On Saturday, April 25, 2015 at 1:47:27 AM UTC-4, Mike Rodriguez wrote:
>
> I agree about wanting to use the explicit argument name surrounded by
> markdown quotes in docs. I've definitely started adopting this practice and
> wish there were conventions around this sort of thing. Without it, doc
> strings can easily get ambiguous and confusing in how they relate the the
> actual arguments of the function (in function docs that is).
>
> I also try to make it a point to mention each argument of he function in
> the doc string...
I don't know what exactly is meant by "markdown quotes", but here's a style
I saw in the docstrings for a game dungeon generator written in Clojure:
"Erodes one or more chasms, rivers of water or lava, canyons, or etc. or
builds one or more walls across a dungeon, depending on the passed in
template. Affected squares are subjected to erode-square. If num-chasms
is
higher than 1, num-chasms wrap-around chasms will be created that each
randomly runs in one of 8 directions: north-south, east-west, NE-SW,
NW-SE,
and the four directions that have a 1:2 or 2:1 gradient. If num-chasms
is 1,
up to three chasms will actually be created. There will be a master chasm
that is a wrap-around chasm as per the above, with equal probabilities of
these five outcomes:
1. There is only the master chasm created, and it lacks an island.
2. The master chasm has an island of unaffected dungeon in a wide spot
at a
random place; equivalently, it forks and rejoins in one area.
3. There is a secondary chasm that runs from a random point along the
master
chasm, wraps at a random dungeon border, and ends at the master chasm
at a
usually-different random point. This chasm is narrower than the master
chasm.
4. As in 3, but the master chasm also has an island as in 2, generally
away
from either of the endpoints of the secondary chasm.
5. As in 3, plus there's a tertiary chasm, narrower still, that joins a
random point of the secondary chasm to a random point of the primary
chasm, without wrapping. The latter point is generally not near
either of
the secondary chasm's endpoints. A triangular island is generally the
result, bounded by sections of all three chasms, one on each side.
If only the master chasm is created, or if num-chasms > 1, then if any
master
chasm runs north-south, ENE-WSW, or ESE-WNW, the dungeon gains an
:ewblocked
true mapping, and if any master chasm runs in any other direction the
dungeon
gains an :nsblocked true mapping. If a secondary chasm is created both
mappings are created. Exception: neither mapping is created if the
template
is a wall or a floor square. These keys interact with build/create-rpm
when
one wants chasms to inhibit wrapping as much as possible and then only
artificially inhibit rooms/passages from wrapping to the extent that
chasms
inhibited it.
Arguments:
d - dungeon to modify
num-chasms - see above. Optional. Defaults to 1.

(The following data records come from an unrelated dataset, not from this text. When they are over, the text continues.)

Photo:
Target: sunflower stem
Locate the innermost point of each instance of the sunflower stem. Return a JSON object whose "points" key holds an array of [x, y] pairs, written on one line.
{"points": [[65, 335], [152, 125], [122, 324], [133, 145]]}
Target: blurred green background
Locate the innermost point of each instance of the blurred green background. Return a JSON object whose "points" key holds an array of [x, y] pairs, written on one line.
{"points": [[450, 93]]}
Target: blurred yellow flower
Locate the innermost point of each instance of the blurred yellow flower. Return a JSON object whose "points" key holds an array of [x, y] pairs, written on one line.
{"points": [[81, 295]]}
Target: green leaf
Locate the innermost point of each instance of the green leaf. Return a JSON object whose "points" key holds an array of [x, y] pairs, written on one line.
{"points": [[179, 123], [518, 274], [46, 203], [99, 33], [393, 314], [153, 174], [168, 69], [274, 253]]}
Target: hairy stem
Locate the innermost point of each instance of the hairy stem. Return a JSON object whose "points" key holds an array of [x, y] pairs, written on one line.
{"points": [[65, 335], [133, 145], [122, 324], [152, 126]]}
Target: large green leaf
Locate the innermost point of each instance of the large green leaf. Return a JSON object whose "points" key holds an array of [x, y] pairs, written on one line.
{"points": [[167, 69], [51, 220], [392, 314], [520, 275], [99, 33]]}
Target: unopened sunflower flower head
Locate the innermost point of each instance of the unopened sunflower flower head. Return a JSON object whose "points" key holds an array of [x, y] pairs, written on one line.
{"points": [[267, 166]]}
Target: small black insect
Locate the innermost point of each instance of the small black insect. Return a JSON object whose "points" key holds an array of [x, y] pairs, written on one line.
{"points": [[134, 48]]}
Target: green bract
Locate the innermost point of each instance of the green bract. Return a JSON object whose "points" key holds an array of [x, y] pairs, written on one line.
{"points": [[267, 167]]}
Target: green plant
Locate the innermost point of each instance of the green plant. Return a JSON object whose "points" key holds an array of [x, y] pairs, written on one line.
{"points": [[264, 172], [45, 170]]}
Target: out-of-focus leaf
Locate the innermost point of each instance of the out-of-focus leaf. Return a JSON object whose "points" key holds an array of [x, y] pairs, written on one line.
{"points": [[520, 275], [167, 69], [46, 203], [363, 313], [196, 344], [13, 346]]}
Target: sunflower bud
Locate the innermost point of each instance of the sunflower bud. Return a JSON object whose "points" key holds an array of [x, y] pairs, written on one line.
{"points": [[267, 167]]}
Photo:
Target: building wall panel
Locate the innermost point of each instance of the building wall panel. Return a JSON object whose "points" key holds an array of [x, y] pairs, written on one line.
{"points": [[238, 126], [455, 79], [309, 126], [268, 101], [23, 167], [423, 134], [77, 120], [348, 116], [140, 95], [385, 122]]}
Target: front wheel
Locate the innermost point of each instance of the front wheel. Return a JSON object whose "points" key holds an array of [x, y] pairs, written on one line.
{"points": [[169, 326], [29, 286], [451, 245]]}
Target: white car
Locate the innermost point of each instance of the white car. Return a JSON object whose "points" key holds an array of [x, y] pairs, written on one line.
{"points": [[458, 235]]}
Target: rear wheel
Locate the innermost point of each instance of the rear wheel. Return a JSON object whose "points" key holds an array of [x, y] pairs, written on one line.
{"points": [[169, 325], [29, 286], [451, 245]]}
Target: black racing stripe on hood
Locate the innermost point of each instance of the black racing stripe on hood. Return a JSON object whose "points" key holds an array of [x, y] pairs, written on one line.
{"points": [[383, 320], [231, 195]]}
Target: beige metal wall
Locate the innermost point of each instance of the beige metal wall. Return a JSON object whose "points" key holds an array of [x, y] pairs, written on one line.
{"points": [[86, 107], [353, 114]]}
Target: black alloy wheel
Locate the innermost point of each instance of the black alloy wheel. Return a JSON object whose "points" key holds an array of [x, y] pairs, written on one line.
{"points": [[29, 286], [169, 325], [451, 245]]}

template - chasm squares are changed into this
width - master chasm is this wide; secondary is 1/4 to 3/4 this wide and
tertiary is 1/4 to 3/4 as wide as secondary, all with a minimum
of 2.
variance - width of master chasm can vary by +/- this much. Variances of
secondary and tertiary chasms are scaled down with their
widths.
v2 - effectively randomly perturbs width. If num-chasms > 1, each has
its own
randomly adjusted width. If num-chasms == 1, the master chasm does,
and
its width in turn influences any secondary and tertiary chasms'
widths
as per the above.
no-secondary-features? - if true, and num-chasms is 1, only the master
chasm
is created -- no islands, secondary chasms,
etc.;
ignored if num-chasms > 1 (treated as true).
Optional. Defaults to false."
That project had hundreds of functions like these spread across a moderate
number of namespaces, and seemed to embody a fair degree of simulation
detail -- inspired by Dwarf Fortress, perhaps? And super-documented. I
wouldn't be surprised if there were more LOC in docstrings than in actual
executable clojure, based on browsing the repository. The author clearly
made sure that if he erred, it was on the side of over-documenting rather
than under-documenting everything.
The relevant thing here is that there's a separate section of the function
docs just listing arguments, by name, with their effects. No room for
ambiguity there. Nearly all of them start with "d - dungeon to modify", as
well, so clearly that API was designed with the thread-first macro in mind
for performing sequences of transformations.